A novel Mediterranean diet-inspired supplement reduces hippocampal amyloid deposits and microglial activation through the modulation of the microbiota gut-brain axis in 5xFAD mice.

Neurosyn240 supplementation significantly reduced hippocampal amyloid-β deposits in 5xFAD mice.

• Male and female 5xFAD transgenic mice (n=16 per sex) were randomly assigned to receive either a standard control diet or a diet supplemented with Neurosyn240 for 12 weeks.
• Reduction in amyloid deposits was statistically significant (p<0.05) as assessed by immunofluorescence staining.
• Decreased amyloid deposition was associated with decreased lithocholic acid (LCA) concentrations.
• Hippocampal RNA sequencing highlighted the upregulation of genes involved in promoting amyloid beta clearance mechanisms.

Neurosyn240 supplementation significantly reduced Iba-1 positive microglia in the hippocampus of 5xFAD mice.

• Reduction in Iba-1 positive microglia was statistically significant (p<0.05) as assessed by immunofluorescence staining.
• Decreased microglial activation was associated with increased circulating serotonin levels.
• Statistical analyses were performed using two-way ANOVA to examine the main effects of diet and sex and their interaction.

Neurosyn240 significantly shifted gut microbiome composition in 5xFAD mice.

• Gut microbiota composition was profiled using 16S rRNA amplicon sequencing.
• The shift in gut microbiome composition was associated with downstream changes in circulating metabolites.
• Both male and female mice (n=16 per sex) were included in the analysis, allowing examination of sex-diet interactions.

Neurosyn240 supplementation increased circulating serotonin levels and decreased kynurenine concentrations in 5xFAD mice.

• Serum metabolites were quantified via targeted metabolomics.
• Increased serotonin was specifically associated with the reduction in Iba-1 positive microglia.
• Decreased kynurenine was among the metabolic changes associated with the shifted gut microbiome composition.
• These changes suggest modulation of the tryptophan metabolic pathway.

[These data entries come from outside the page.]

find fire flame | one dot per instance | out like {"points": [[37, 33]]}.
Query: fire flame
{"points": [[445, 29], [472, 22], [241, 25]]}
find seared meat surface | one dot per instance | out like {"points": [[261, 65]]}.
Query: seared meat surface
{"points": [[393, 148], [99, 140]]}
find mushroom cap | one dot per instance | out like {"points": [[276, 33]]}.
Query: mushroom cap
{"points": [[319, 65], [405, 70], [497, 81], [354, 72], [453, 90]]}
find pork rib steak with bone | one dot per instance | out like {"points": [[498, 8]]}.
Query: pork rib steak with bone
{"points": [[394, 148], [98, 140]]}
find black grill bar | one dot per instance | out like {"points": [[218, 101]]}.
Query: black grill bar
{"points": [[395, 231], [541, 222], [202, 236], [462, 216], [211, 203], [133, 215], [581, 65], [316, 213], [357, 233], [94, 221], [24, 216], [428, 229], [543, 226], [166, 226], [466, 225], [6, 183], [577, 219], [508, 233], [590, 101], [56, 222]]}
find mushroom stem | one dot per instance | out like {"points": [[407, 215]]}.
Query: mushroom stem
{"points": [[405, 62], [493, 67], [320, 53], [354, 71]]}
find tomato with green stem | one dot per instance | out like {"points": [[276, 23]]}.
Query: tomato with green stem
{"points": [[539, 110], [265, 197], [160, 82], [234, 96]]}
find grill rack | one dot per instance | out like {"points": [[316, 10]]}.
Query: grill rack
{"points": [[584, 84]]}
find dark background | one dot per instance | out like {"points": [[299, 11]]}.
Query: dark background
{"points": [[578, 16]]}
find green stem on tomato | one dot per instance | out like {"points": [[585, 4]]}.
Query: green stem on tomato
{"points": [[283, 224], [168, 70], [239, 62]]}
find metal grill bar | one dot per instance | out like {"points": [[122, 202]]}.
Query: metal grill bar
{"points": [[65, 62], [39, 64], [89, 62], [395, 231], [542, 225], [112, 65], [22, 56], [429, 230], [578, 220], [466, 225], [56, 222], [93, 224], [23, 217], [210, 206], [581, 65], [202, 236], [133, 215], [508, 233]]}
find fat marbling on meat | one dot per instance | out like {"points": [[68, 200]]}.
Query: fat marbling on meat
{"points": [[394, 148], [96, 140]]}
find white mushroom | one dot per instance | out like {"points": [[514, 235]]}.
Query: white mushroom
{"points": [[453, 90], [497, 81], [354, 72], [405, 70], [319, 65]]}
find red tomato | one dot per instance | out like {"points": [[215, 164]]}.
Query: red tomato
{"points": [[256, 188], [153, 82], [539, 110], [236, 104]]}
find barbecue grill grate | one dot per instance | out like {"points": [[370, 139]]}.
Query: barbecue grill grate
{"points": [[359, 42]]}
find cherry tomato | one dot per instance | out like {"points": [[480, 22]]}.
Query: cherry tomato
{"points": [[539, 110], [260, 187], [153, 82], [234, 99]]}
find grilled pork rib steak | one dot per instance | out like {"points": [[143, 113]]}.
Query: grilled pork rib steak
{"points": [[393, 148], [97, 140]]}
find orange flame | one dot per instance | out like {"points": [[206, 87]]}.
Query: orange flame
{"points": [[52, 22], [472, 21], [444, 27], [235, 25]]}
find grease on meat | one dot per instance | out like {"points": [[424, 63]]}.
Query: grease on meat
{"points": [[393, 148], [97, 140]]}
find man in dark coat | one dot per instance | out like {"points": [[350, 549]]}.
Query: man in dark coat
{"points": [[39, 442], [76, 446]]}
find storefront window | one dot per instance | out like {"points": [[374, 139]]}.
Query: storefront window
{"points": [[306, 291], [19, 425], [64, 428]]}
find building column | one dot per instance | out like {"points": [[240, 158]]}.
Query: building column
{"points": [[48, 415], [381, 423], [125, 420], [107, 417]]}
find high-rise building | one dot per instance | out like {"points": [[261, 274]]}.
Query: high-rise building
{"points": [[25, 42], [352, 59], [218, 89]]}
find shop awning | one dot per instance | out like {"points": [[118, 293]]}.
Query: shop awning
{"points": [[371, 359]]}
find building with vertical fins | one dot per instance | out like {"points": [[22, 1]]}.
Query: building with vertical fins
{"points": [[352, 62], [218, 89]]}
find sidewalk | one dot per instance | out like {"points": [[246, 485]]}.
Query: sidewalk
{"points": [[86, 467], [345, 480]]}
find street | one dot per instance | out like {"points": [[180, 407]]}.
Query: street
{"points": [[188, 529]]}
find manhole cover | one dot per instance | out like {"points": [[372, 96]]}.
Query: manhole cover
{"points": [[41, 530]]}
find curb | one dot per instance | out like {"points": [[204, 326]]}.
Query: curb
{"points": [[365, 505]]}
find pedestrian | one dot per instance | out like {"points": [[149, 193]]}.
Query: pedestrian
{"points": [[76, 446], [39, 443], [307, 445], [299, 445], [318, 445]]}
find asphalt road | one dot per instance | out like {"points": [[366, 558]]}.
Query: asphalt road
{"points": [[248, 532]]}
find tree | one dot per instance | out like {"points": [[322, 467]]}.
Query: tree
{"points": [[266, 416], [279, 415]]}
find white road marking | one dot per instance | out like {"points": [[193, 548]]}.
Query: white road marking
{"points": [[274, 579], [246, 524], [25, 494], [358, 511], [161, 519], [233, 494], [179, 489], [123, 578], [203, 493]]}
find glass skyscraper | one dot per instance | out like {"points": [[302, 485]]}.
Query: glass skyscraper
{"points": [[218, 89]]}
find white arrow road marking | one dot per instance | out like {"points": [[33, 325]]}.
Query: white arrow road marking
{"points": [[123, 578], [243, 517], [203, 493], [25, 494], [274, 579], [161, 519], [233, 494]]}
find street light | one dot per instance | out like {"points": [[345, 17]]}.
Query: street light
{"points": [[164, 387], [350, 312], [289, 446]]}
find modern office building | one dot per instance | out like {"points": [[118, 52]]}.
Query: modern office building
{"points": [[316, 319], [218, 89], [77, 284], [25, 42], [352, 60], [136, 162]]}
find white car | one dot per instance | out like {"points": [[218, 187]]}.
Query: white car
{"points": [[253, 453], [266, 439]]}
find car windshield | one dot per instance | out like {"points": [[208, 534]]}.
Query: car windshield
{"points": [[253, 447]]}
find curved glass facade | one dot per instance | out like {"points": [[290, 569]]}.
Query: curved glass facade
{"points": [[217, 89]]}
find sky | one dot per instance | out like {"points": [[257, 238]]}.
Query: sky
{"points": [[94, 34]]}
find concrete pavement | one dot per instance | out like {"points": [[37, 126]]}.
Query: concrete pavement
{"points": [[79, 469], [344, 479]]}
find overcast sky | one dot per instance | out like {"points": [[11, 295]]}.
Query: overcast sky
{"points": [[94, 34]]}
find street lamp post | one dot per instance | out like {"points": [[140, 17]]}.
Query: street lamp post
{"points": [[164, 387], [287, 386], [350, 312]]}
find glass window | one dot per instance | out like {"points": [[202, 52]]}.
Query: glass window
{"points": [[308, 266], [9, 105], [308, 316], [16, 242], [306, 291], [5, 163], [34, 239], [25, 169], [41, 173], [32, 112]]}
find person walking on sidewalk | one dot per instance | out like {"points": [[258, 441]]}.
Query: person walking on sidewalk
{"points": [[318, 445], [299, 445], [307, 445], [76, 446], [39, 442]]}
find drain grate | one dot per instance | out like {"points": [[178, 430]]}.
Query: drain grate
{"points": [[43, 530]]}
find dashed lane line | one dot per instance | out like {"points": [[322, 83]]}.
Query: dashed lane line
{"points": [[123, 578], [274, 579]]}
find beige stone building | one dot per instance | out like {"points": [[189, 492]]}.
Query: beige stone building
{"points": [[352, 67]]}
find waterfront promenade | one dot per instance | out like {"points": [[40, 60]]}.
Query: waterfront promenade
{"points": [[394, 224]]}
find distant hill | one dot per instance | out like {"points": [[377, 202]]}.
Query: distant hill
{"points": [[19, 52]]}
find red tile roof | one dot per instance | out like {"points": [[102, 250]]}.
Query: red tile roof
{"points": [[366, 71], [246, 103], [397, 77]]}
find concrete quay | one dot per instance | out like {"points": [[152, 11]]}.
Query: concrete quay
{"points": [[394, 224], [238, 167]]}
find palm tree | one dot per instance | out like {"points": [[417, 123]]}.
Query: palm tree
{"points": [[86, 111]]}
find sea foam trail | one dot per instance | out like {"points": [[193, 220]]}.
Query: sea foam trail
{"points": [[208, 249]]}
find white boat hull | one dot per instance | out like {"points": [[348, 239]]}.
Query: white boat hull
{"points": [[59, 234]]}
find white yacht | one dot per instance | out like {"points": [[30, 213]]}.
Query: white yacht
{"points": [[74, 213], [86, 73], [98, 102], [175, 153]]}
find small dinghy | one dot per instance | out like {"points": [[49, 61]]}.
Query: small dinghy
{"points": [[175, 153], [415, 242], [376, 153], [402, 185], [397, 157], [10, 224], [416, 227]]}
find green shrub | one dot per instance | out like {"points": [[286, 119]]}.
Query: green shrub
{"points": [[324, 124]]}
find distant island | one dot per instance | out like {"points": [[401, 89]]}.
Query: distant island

Neurosyn240 supplementation decreased circulating bile acid concentrations, including TCA, HDCA, TDCA, CDCA, and LCA.

• Five specific bile acids were identified as decreased: taurocholic acid (TCA), hyodeoxycholic acid (HDCA), taurodeoxycholic acid (TDCA), chenodeoxycholic acid (CDCA), and lithocholic acid (LCA).
• Decreased LCA was specifically associated with reduced hippocampal amyloid deposits.
• Bile acid changes were identified via targeted metabolomics of serum samples.

Hippocampal RNA sequencing revealed upregulation of genes involved in amyloid beta clearance mechanisms following Neurosyn240 supplementation.

• Hippocampal gene expression was analysed through both qPCR and RNA sequencing.
• Gene expression changes were consistent with the observed reduction in amyloid deposits.
• Two-way ANOVA was used to examine main effects of diet and sex and their interaction on gene expression outcomes.

The study employed a multi-omics approach in a transgenic mouse model of Alzheimer's disease to investigate microbiota-gut-brain axis mechanisms.

• The 5xFAD transgenic mouse model was used as a model of AD neuropathology.
• Multi-omics approach included 16S rRNA amplicon sequencing, targeted metabolomics, qPCR, and RNA sequencing.
• Both sexes were included (n=16 per sex, 32 total per diet group) and 12-week dietary intervention was employed.
• Neuropathological markers were evaluated using immunofluorescence staining for amyloid-β deposition and Iba-1 positive microglia.